Where is the best place to purchase gold and silver coins and bullion. I have about $8,000 in gold coins now and lots of ETF and mining stocks. I am very unhappy with Durango based McValeny who sold me the gold. Would appreciate another option.

March 6, 2010 | Unregistered CommenterTom Schadt

If paper gold is the only alternative for some investors, perhaps a look at the offerings of and the Sprott Physical Gold Trust (PHYS-NYSE),(PHY.U-TSE)would be a viable alternative. Both offer the option of converting the certificate to physical bullion and all holdings are on a fully allocated basis.

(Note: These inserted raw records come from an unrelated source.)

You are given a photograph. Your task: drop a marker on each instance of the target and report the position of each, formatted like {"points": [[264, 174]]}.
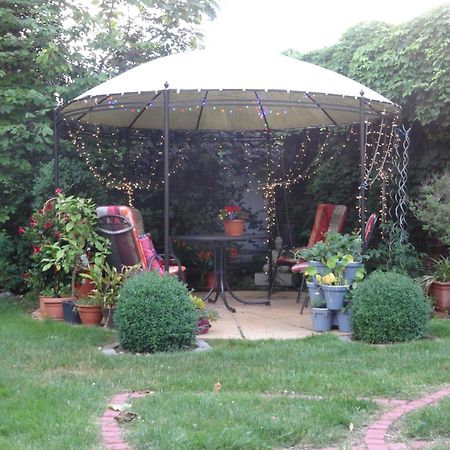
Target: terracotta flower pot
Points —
{"points": [[90, 314], [234, 227], [42, 311]]}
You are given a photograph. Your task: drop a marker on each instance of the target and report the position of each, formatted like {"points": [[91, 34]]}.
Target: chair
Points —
{"points": [[124, 228], [328, 217], [301, 266]]}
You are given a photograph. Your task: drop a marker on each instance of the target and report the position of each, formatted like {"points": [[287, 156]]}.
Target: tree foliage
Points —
{"points": [[408, 63], [52, 49]]}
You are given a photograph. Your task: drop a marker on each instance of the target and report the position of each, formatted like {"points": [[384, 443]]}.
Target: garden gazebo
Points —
{"points": [[207, 91]]}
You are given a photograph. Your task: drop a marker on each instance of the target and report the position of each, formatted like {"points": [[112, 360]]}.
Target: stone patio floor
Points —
{"points": [[280, 320]]}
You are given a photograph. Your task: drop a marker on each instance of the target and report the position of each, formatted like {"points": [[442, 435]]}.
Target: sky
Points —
{"points": [[276, 25]]}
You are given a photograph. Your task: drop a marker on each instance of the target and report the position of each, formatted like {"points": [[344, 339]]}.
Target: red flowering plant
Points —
{"points": [[59, 233], [233, 212]]}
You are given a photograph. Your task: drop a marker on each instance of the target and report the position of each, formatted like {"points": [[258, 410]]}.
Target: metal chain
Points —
{"points": [[398, 194]]}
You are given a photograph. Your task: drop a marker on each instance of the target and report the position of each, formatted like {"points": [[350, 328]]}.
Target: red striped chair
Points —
{"points": [[301, 266], [328, 217], [130, 245]]}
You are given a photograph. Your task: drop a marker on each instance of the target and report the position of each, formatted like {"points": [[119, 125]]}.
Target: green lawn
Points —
{"points": [[55, 384]]}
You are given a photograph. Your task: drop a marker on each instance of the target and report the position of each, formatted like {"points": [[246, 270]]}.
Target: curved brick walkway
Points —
{"points": [[111, 433], [375, 438]]}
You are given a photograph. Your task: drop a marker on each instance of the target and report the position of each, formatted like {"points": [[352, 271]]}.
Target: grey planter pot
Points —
{"points": [[350, 271], [334, 296], [322, 319], [315, 293], [344, 321]]}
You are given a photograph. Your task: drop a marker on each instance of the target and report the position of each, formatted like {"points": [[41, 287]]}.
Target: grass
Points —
{"points": [[274, 393], [428, 423]]}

March 6, 2010 | Unregistered CommenterWayne

Do they sell coins?

March 7, 2010 | Unregistered CommenterTom Schadt

Quote from the above article. 'You are not buying gold as a speculation [Though we expect to make a bundle]' A bundle of what. Paper dollars???. When are gold acquirers going to realise that gold is real money and that paper dollars or other paper currencies are not? If you want to see the world as it really is and not some make believe fantasy then you have no alternative but to consider gold as your money and measure your assets and profits against gold. This translates into how much gold does you grocery basket cost, how much gold do you have to spend to buy a new car or house, or how much gold do you earn. Consider how much in real profit in gold value did you make on your last speculative investment. Did you relly do well in the stock market or elsewhere when compared to gold value?, Are the gold mining companies such as Yamana and Kinross such good investments? If you are invested in the DOW or the NASDDAK during the last few years you have lost out heavily against real money in spite of the recent rediculous rise in the indices. Even persons who avidly consider gold as money have difficulty in dispensing with their ingrained belief that paper currencies can by used and considered a stable unit of value. [ Prices rise but the dollar etc remains the same syndrome] but if you do not dispense with this belief then you are living in a fantasy. It is the paper currencies that rise and fall against gold, not the other way round and anyone who wants a touch of reality will have to adjust to this mindset. What will be the real value of your assets when measured against gold when an ounce will buy 2000 paper dollars or 5000 paper dollars or even more? Oh yes anyone investing in gold will make a bundle of paper currency, no doubt about that but that paper currency, whatever it is will not buy much when you 'cash in' and 'make' that bundle. Roger Levinson.

March 8, 2010 | Unregistered CommenterRoger Levinson

Ok, guess you do not recommend Gold Coin Dealers!!! Right????